After enrolling at Los Angeles Southwest College for football, Madison realized a four-year university would be a better fit. However, once at SJSU, he was off to a rocky start.
“In the beginning, I was lost in the shuffle and fell through the cracks,” he said.
All that changed when he joined SJSU’s Educational Opportunity Program.
Madison now maintains a 3.0 GPA and is a member of the Gospel Choir and Black Student Union. In January, he joined Leadership Today, which he says was one of the best experiences he’s had at SJSU.
He also mentors 10 students with EOP’s “I Can/I Will” program, created last summer to provide academic support for incoming freshmen, transfer students, Guardian Scholars, and male Latino and African-American students.
“I tell students that I can’t tutor them, but I can give them connections,” Madison said. “I have been through a lot of the things that they will face.”
Madison’s favorite part of his job is that his mentees feel comfortable enough to come to him for answers.
“Not a day goes by without them texting me or wanting a conversation,” Madison said.

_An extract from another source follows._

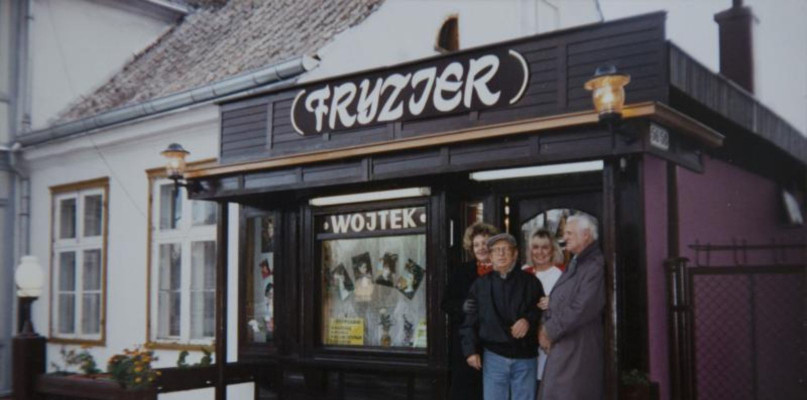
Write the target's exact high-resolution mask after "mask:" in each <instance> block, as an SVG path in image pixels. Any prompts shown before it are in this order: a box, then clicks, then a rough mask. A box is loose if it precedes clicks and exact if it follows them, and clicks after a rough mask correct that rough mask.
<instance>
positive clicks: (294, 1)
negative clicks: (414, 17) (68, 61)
mask: <svg viewBox="0 0 807 400" xmlns="http://www.w3.org/2000/svg"><path fill="white" fill-rule="evenodd" d="M382 1H383V0H271V1H270V0H265V1H263V0H230V1H228V2H227V3H226V4H225V5H223V6H221V7H199V8H197V9H196V10H194V11H192V13H191V14H189V15H188V16H186V17H185V19H184V20H183V21H182V22H180V23H179V24H178V25H177V26H175V27H174V28H172V29H171V30H169V31H168V32H167V33H165V34H164V35H163V36H162V37H160V38H159V39H158V40H157V41H156V42H155V43H153V44H152V45H151V46H149V47H148V48H146V49H145V50H143V51H142V52H141V53H140V54H138V55H136V56H135V57H134V59H133V60H132V61H130V62H129V63H128V64H127V65H125V66H124V67H123V69H122V70H121V71H120V72H118V73H117V74H116V75H115V76H113V77H112V78H111V79H110V80H109V81H108V82H106V83H105V84H103V85H102V86H101V87H100V88H98V89H97V90H96V91H95V92H93V93H91V94H89V95H86V96H81V97H80V98H78V99H77V100H76V101H75V102H74V103H73V104H71V105H70V106H68V107H67V109H66V110H65V111H63V112H62V113H61V114H60V115H59V116H58V117H57V119H56V121H53V124H60V123H65V122H68V121H73V120H76V119H80V118H84V117H89V116H92V115H96V114H98V113H100V112H103V111H108V110H111V109H114V108H119V107H123V106H128V105H132V104H137V103H141V102H143V101H146V100H150V99H154V98H158V97H163V96H166V95H169V94H172V93H176V92H180V91H183V90H188V89H192V88H195V87H199V86H204V85H206V84H209V83H212V82H216V81H220V80H222V79H225V78H228V77H231V76H234V75H238V74H241V73H244V72H247V71H250V70H254V69H258V68H261V67H264V66H267V65H271V64H275V63H278V62H280V61H283V60H287V59H290V58H292V57H296V56H301V55H305V54H308V55H313V54H315V53H316V51H317V50H318V49H319V48H321V47H322V46H323V45H325V44H326V43H327V42H328V41H329V40H330V39H331V38H332V37H333V36H334V35H335V34H336V33H339V32H341V31H343V30H345V29H347V28H349V27H351V26H354V25H356V24H358V23H359V22H361V21H362V20H363V19H364V18H366V17H367V16H369V15H370V14H371V13H372V12H373V11H375V10H376V9H377V7H378V5H379V4H380V3H381V2H382Z"/></svg>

His inspiration comes from his grandmother, who raised him, and Cornel West, the African-American scholar, author, and activist.
“He’s an intellectual of our time and needs to be recognized more, especially in the black community and within our schools,” Madison said.
For Madison, Black History celebrates ancestors who were innovators and who secured access to resources including education.
“We wouldn’t have a lot of things like open-heart surgery or the signal light,” Madison said. “Also, without Little Rock, we wouldn’t have been integrated in schools.”
One day, Madison hopes to build an academy for troubled Latino and African-American youth to share not just what but how he has learned at SJSU.
“In my experience, SJSU really cares,” he said. “They make it easy to be accessible and successful.”
That sense of caring is integral to Madison’s views on leadership, reflecting in his favorite quote.
“You can’t lead the people if you don’t love the people,” West said. “You can’t save the people if you don’t serve the people.”